Wellbeing Insight- Your brain thrives on clarity and reward. Supported by attribution theory in psychology, when you claim your success by saying “I,” you create a clean, direct line of sight between your effort and your result. This powerful alignment is essential for building sustainable confidence and preventing burnout. The opposite of hustle is alignment, and alignment starts with the language of truth. Also, attributing this achievement to ourselves gives us a dopamine hit, our reward system is triggered and it makes us feel good.

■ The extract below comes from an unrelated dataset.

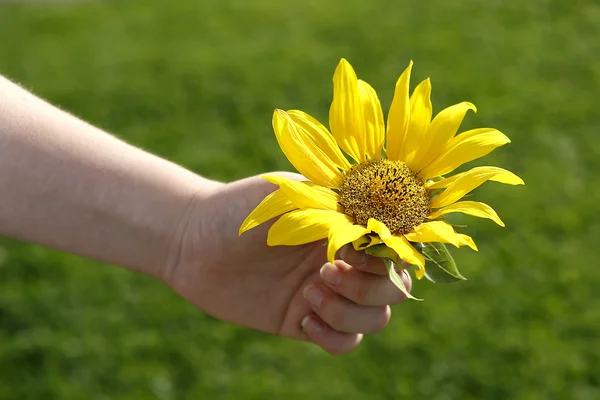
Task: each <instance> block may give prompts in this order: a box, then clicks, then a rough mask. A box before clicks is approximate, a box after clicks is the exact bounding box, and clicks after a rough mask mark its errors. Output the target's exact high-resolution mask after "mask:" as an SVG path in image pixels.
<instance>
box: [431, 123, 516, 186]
mask: <svg viewBox="0 0 600 400" xmlns="http://www.w3.org/2000/svg"><path fill="white" fill-rule="evenodd" d="M507 143H510V139H509V138H508V137H506V135H504V134H503V133H502V132H500V131H498V130H496V129H491V128H480V129H473V130H470V131H467V132H464V133H461V134H460V135H458V136H455V137H454V138H452V139H451V140H450V141H449V142H448V143H447V144H446V146H445V147H444V149H442V151H441V153H440V155H439V156H438V157H437V158H435V159H434V160H433V161H432V162H431V163H430V164H429V165H428V166H426V167H425V168H423V169H422V170H421V172H419V176H420V177H421V178H423V179H428V178H434V177H436V176H440V175H444V174H447V173H448V172H452V171H454V170H455V169H456V168H458V167H460V166H461V165H463V164H464V163H467V162H469V161H473V160H475V159H477V158H480V157H483V156H485V155H486V154H488V153H490V152H491V151H492V150H494V149H495V148H497V147H500V146H504V145H505V144H507Z"/></svg>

Three Ways to Practice “I”
This isn’t about being an arrogant success story. It is about being accurate, leaving room to grow and boosting your self-esteem. A couple of things that helped me:
- Start with the “Self-Correction Pause”
The next time you’re describing a success and hear yourself say, “We did a great job on…” STOP. Take a breath, and rephrase it: “Actually, I developed the strategy for that, and the results were great.” This simple interruption engages your Prefrontal Cortex, forcing it to override the automatic, minimising habit of the ‘we.’ This is supported by Cognitive Behavioural principles for changing ingrained habits.

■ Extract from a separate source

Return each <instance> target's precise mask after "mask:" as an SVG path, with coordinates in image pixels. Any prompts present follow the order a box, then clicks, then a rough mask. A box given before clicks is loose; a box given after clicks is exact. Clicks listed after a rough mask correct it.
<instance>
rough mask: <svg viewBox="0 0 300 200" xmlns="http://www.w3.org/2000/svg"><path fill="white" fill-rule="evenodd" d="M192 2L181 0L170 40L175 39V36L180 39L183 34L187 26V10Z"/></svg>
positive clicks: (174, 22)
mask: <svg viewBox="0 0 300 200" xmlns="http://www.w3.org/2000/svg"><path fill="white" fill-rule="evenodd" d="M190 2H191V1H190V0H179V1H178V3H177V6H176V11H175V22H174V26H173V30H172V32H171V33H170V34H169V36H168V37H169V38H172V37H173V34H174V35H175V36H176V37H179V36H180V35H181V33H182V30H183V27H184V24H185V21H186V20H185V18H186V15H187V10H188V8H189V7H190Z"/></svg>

- The “Receipt Ritual” for Confidence
You are busy. You don’t have time to doubt yourself. Create a specific digital file or journal page called your “Receipts of Greatness.” Any time you get a positive client testimonial, a major KPI achievement, or even a lovely email, file it there. Your micro-ritual: Take sixty seconds to read one receipt. You are giving yourself irrefutable, factual evidence of your competence, which is the antidote to the Imposter Syndrome voice. This practice is scientifically linked to building a stronger sense of self-efficacy.
- Claim the ‘Why,’ Not Just the ‘What’
When you talk about a project, don’t just state the result (“I hit the revenue goal”). Dig deeper and anchor the success to your unique contribution. Instead of: “I finished the marketing plan.” Try: “I used my intuition to shift the pricing strategy, and it resulted in a 30% increase in profit.” When you attribute the win to your unique skills (intuition, strategy, resilience), you start to understand that the success isn’t random luck, it’s a repeatable outcome of your talent.

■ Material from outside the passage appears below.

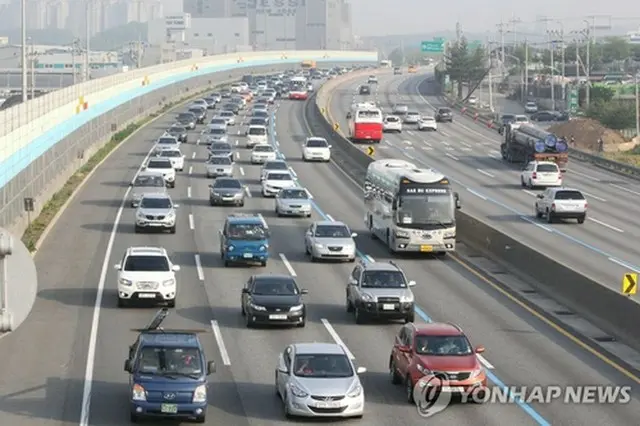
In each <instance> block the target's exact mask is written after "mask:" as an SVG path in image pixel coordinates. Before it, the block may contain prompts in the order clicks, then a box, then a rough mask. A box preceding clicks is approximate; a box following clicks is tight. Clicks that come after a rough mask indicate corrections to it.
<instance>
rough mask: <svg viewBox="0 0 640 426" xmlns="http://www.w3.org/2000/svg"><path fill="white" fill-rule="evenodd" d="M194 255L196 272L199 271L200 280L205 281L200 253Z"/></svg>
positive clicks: (203, 272) (199, 278)
mask: <svg viewBox="0 0 640 426" xmlns="http://www.w3.org/2000/svg"><path fill="white" fill-rule="evenodd" d="M194 257H195V259H196V272H197V273H198V279H199V280H200V281H204V270H203V269H202V262H201V261H200V255H199V254H196V255H195V256H194Z"/></svg>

This Is Your Business. Own It.
Your business is brilliant, filled with your passion, born from your vision, and your incredible tenacity. The ‘we’ habit is comfortable, but it keeps you small and incredibly can impact on your own wellbeing.
When you say “I did this,” you aren’t just celebrating a business milestone, you are nourishing your own mental health and giving your brain’s reward system a boost.